Мир и покой отразились на его лице. Тихий плач малютки нарушил молчание, последовавшее за этими словами, и император передал ребенка отцу.

****

Прелестная крестница встретила свою первую годовщину как принцесса. В доме Теона собралось много его коллег с красивыми и дорогими подарками. Все колдуны и жрецы предсказывали малютке блестящую будущность. Среди них не было ни одного, кто бы не верил в могущество Юлиана... Но вскоре ужасная весть достигла Александрии — император Юлиан погиб в бою со словами: «Теперь ты победил, галилеянин!» C тех пор пусто стало в Академии, в залах и дворах знаменитой школы.

Уныло и пусто стало и в комнатке под обсерваторией, где жил и работал Теон — спальню он отдал ребенку и его кормилице. Еще одно юное существо проживало неподалеку. Исидор, семилетний уродец, получил разрешение спать и учиться, жить и умирать в передней математика. Никто не знал точно, чей это был мальчик.

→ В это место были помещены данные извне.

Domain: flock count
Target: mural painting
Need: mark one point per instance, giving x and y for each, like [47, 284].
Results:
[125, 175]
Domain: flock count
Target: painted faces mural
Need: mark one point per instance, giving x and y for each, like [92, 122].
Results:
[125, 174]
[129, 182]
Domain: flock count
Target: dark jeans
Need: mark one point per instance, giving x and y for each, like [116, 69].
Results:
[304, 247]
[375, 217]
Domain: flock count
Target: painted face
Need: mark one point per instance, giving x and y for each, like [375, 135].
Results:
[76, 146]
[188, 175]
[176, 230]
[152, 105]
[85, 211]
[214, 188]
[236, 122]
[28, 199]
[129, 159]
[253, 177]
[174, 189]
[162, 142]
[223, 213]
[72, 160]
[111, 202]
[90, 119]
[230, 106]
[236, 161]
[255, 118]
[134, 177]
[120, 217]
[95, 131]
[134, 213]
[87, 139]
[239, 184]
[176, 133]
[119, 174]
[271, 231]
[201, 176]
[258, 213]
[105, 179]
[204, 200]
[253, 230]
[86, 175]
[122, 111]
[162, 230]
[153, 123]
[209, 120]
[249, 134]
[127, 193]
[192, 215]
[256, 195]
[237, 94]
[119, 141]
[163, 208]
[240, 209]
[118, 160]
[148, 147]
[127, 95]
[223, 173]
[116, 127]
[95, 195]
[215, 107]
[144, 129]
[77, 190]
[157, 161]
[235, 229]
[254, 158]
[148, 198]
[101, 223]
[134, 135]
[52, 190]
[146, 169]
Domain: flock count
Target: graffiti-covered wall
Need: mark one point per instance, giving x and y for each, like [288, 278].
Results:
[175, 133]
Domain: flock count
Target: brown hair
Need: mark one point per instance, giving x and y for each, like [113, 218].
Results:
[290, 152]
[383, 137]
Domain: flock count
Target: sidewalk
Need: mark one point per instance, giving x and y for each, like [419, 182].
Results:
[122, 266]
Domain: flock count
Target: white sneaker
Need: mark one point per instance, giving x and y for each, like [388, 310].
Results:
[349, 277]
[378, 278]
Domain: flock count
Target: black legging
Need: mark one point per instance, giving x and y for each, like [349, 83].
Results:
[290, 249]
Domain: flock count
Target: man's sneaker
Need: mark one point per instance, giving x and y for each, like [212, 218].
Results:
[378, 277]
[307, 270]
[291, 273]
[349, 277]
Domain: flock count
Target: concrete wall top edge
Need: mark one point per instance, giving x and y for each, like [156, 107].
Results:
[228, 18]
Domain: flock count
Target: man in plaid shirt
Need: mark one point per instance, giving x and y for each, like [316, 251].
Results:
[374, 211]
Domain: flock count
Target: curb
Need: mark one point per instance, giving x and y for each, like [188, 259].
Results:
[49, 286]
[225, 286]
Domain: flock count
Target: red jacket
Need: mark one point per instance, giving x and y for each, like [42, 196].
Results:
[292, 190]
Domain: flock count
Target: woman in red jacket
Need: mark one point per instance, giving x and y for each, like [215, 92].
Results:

Когда Исидору было около пяти лет, по всей Академии распространился слух о появлении чуда природы. Он знал наизусть все формулы и длинные ряды чисел и чувствовал их внутреннюю зависимость. Исидора устроили в школу, где он за четыре месяца проглотил то, с чем другие ученики справлялись за несколько лет. Даже в Константинополь дошла весть о чудесном ребенке.

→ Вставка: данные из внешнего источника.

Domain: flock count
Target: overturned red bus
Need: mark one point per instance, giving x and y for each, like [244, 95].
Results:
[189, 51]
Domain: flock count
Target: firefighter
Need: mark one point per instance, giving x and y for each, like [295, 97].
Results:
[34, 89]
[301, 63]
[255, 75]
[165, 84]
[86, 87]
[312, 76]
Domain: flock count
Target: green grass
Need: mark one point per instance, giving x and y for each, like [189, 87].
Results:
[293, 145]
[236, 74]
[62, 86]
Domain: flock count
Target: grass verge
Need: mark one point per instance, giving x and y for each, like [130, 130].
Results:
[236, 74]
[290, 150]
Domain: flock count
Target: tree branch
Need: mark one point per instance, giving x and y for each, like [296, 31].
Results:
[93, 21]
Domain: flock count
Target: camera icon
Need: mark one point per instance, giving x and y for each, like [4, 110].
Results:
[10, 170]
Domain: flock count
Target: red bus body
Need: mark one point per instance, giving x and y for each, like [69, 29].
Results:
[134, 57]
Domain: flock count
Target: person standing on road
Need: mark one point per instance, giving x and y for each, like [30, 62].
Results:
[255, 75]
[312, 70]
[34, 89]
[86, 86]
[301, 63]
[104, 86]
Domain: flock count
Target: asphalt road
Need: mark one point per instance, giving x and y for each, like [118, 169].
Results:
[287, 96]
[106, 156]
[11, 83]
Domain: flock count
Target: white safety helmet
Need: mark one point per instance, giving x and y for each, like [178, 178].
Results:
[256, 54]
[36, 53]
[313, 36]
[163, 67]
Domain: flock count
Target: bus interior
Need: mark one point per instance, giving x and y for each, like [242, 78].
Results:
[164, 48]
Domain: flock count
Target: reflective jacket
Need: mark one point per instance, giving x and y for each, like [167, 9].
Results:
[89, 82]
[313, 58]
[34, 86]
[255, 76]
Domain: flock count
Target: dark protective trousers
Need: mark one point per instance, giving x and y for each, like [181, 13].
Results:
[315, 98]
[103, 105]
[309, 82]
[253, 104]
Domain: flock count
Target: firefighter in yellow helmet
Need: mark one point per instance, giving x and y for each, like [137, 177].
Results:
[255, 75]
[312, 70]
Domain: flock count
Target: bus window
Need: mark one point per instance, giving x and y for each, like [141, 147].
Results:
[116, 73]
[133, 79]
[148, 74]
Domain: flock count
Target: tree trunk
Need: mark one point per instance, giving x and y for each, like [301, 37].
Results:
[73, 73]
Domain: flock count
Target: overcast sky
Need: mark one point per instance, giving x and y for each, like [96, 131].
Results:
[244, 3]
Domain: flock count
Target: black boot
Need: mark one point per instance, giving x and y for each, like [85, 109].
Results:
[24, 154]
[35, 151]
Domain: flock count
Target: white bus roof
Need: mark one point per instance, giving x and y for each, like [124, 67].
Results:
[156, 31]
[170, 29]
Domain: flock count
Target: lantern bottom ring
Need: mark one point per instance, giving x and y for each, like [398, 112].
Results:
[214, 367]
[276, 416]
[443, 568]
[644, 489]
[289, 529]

Исидор стал учителем маленькой Ипатии, поскольку никто, даже отец, не интересовался ею. Один Исидор знал, что в Академии растет новое чудо. Но Ипатия была не похожа на него. Он знал всех поэтов и богов, изучил книги критиков и атеистов, но ни разу не сказал «почему»? А эта маленькая девочка спросила «Почему?» в первую же минуту первого урока. Она не соглашалась написать ни одной буквы, не узнав смысла ее начертания, наиболее красивой ее формы и истории. Исидор, чтобы учить девочку, должен был мучиться, как молодой профессор.

Два года занимались они математикой. Осталась философия, учение о мире как о целом, о богах, а этому надо учиться не у него, сомневающегося во многом, а у старых профессоров... Но Ипатия, которой почти исполнилось двенадцать лет, топнула ножкой и сказала: «Я не хочу другого учителя, ты должен оставаться со мной!»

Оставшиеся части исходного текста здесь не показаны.